This week is Catholic Schools Week. And February is Black History Month. This presents us with a great opportunity to explore some issues common to both.
African-Americans and Catholic schools have had a mutually enriching experience in America. But the relationship has not been without its bumps. I’ve chosen a unique microcosm by which to explore this relationship: the education of the French Negroes of Illinois.
Randolph County, Illinois, is situated just east of St. Louis on the bank of the Mississippi River. It is one of Illinois’ first two counties, the other being St. Clair County, just to the north. Randolph County contains such historic towns as Kaskaskia, Sparta, Chester (the county seat), and Prairie du Rocher.
At Prairie du Rocher, the first settlement was Fort Chartres in about 1721. St. Joseph’s Catholic Church was established there about the same time. Then, in 1722, Philip Francois Renault, acting on behalf of King Louis XV, arrived in the area to explore for gold and silver. On his way to the Illinois country, Renault had stopped at Santo Domingo to purchase 500 slaves to do the heavy lifting of his precious metals exploration.
Renault and his expedition spent 20 years looking for gold and silver and finding none. He did however find lead which is still mined to this day in eastern Missouri and Southern Illinois. In 1742, Renault departed the Illinois country and headed back to France. He left behind the slaves and their descendants.
The African-descended people Renault left in the Illinois country were largely Roman Catholic, of course, because of their French cultural orientation.

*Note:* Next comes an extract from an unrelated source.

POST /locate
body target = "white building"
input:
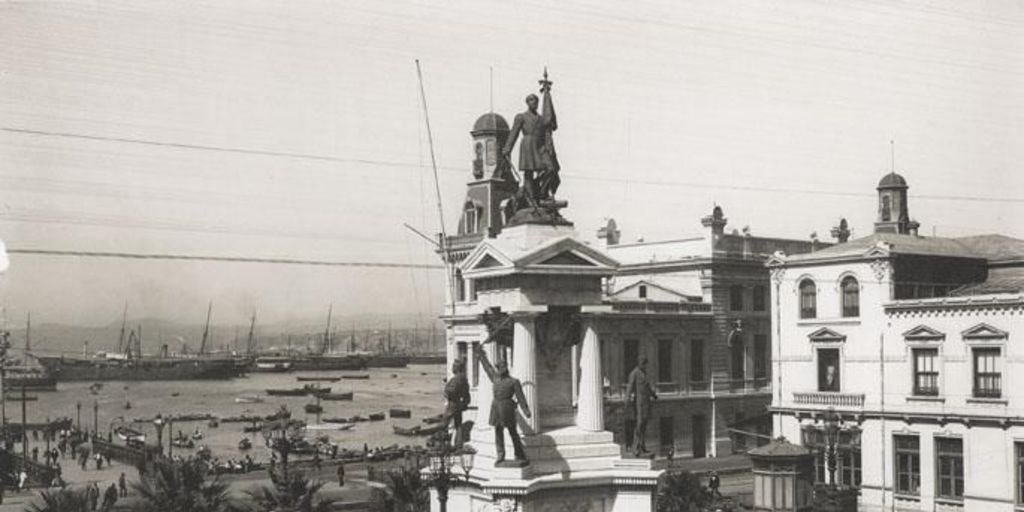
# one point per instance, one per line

It is said that the black people who lived in Randolph County, Illinois, and Ste. Genevieve County, Missouri, over the next 150 years were descendants of these slaves.
Writing in the local diocesan publication The Messenger in 1984, Father Theodore Siekmann, former pastor of St. Joseph parish at Prairie du Rocher, observed:
Philip Renault and other French Catholics of his day aimed to be humane. They did provide for the basic needs of these people. They respected their dignity as children of God, endowed with immortal souls, and deserving of spiritual care and attention.
One of the regarded values of the French Catholics was education. Unlike the English and Scots-Irish slaveholders in North America, the French Catholics had no issue with educating their slaves. Father Siekmann writes, “the black Catholics in Prairie du Rocher had always attended Mass and received the sacraments along with the white people on an amicable basis. Indeed two of the black girls became Religious sisters, and were a credit to their religious institutes.” These two girls were Emma Micheau and her aunt, Adelaide Francis Micheau, both of whom joined the Oblate Sisters of Providence after a basic education in the Catholic school at Prairie du Rocher. “Addie” became Sister Celestine and Emma was Sister Mary Philomena.
Much of the history of the Catholic school at Prairie du Rocher can be pieced together from Catholic directories, Illinois state documents, oral history provided by the now-elderly last generation of French Negroes to actually reside in Prairie du Rocher, and an exchange of letters between Sister Mary Philomena and a sister of one of the orders which taught at the school.
One very useful source is the Sadlier’s Catholic Directory, Almanac and Ordo (an “ordo” is “a list of offices and feasts of the Roman Catholic Church for each day of the year.” http://www.merriam-webster.com/dictionary/ordo).
Sadlier’s tells us that from 1870 to about 1896, the Catholic school-age population in Prairie du Rocher fluctuated between 75 students in 1870 to a peak of 150 pupils in 1896. Sadlier’s also indicates that during most of this period, the church and the school in Prairie du Rocher were under the jurisdiction of the Diocese of Alton, Illinois. In 1887, the Diocese of Belleville was established and Catholic institutions in Randolph County came within its jurisdiction.
According to Sadlier’s, during most of this time, the instruction was conducted by a “secular” teacher. In 1896, however, the Sisters of St. Dominic began to lead the instruction at the school in Prairie du Rocher.